From 8c49454caa636a02aa37e10b8941b7e67b6954bb Mon Sep 17 00:00:00 2001
From: Tom Lane <tgl@sss.pgh.pa.us>
Date: Mon, 30 Mar 2020 11:14:58 -0400
Subject: [PATCH] Be more careful about extracting encoding from locale strings
 on Windows.
MIME-Version: 1.0
Content-Type: text/plain; charset=UTF-8
Content-Transfer-Encoding: 8bit

GetLocaleInfoEx() can fail on strings that setlocale() was perfectly
happy with.  A common way for that to happen is if the locale string
is actually a Unix-style string, say "et_EE.UTF-8".  In that case,
what's after the dot is an encoding name, not a Windows codepage number;
blindly treating it as a codepage number led to failure, with a fairly
silly error message.  Hence, check to see if what's after the dot is
all digits, and if not, treat it as a literal encoding name rather than
a codepage number.  This will do the right thing with many Unix-style
locale strings, and produce a more sensible error message otherwise.
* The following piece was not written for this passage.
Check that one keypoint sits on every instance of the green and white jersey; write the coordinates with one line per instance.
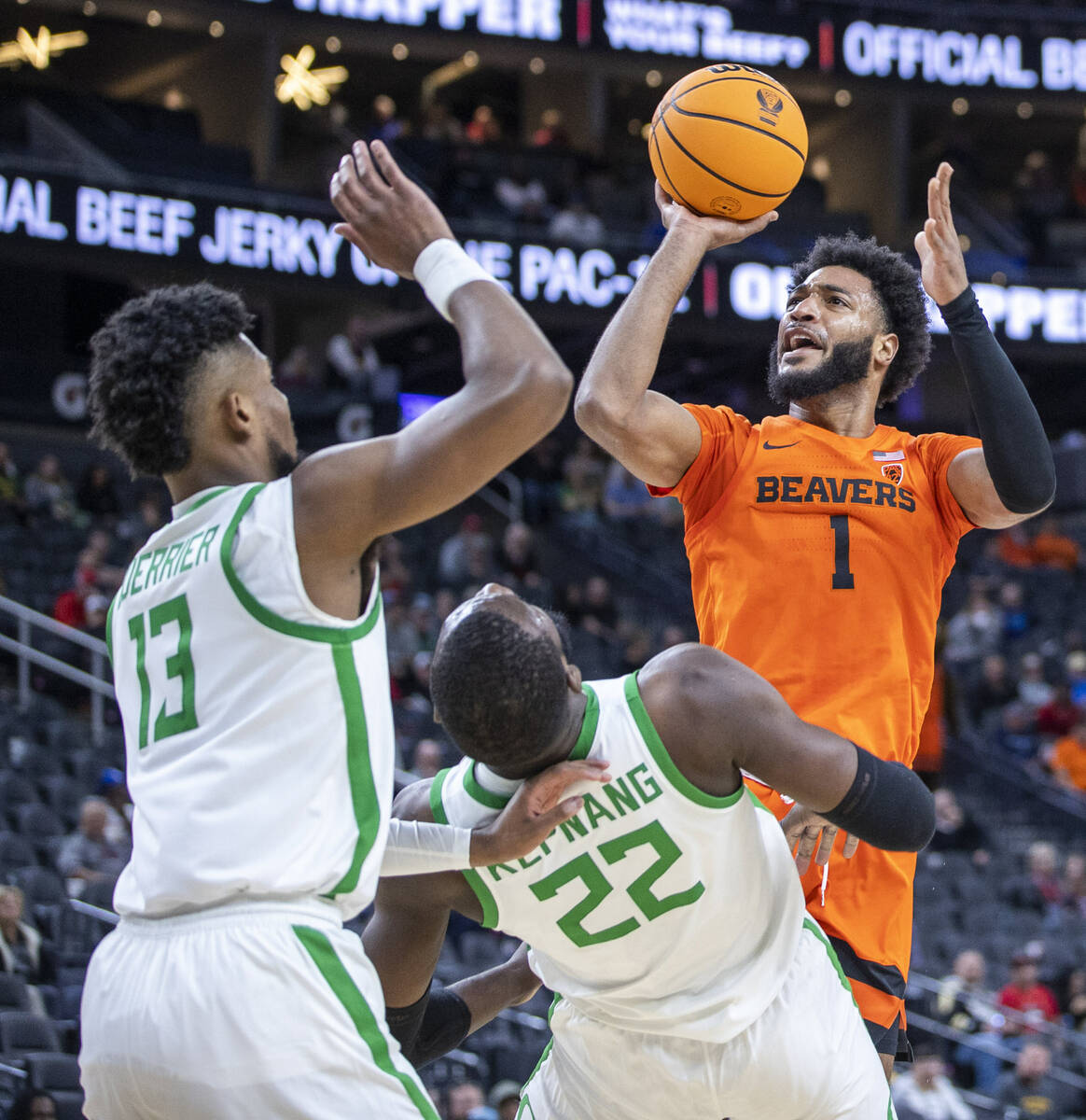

Somewhat independently of that, treat a zero (CP_ACP) result from
GetLocaleInfoEx() as meaning that we must use UTF-8 encoding.

Back-patch to all supported branches.

Juan José Santamaría Flecha

Discussion: https://postgr.es/m/24905.1585445371@sss.pgh.pa.us
---
 src/port/chklocale.c | 29 ++++++++++++++++++++++++-----
 1 file changed, 24 insertions(+), 5 deletions(-)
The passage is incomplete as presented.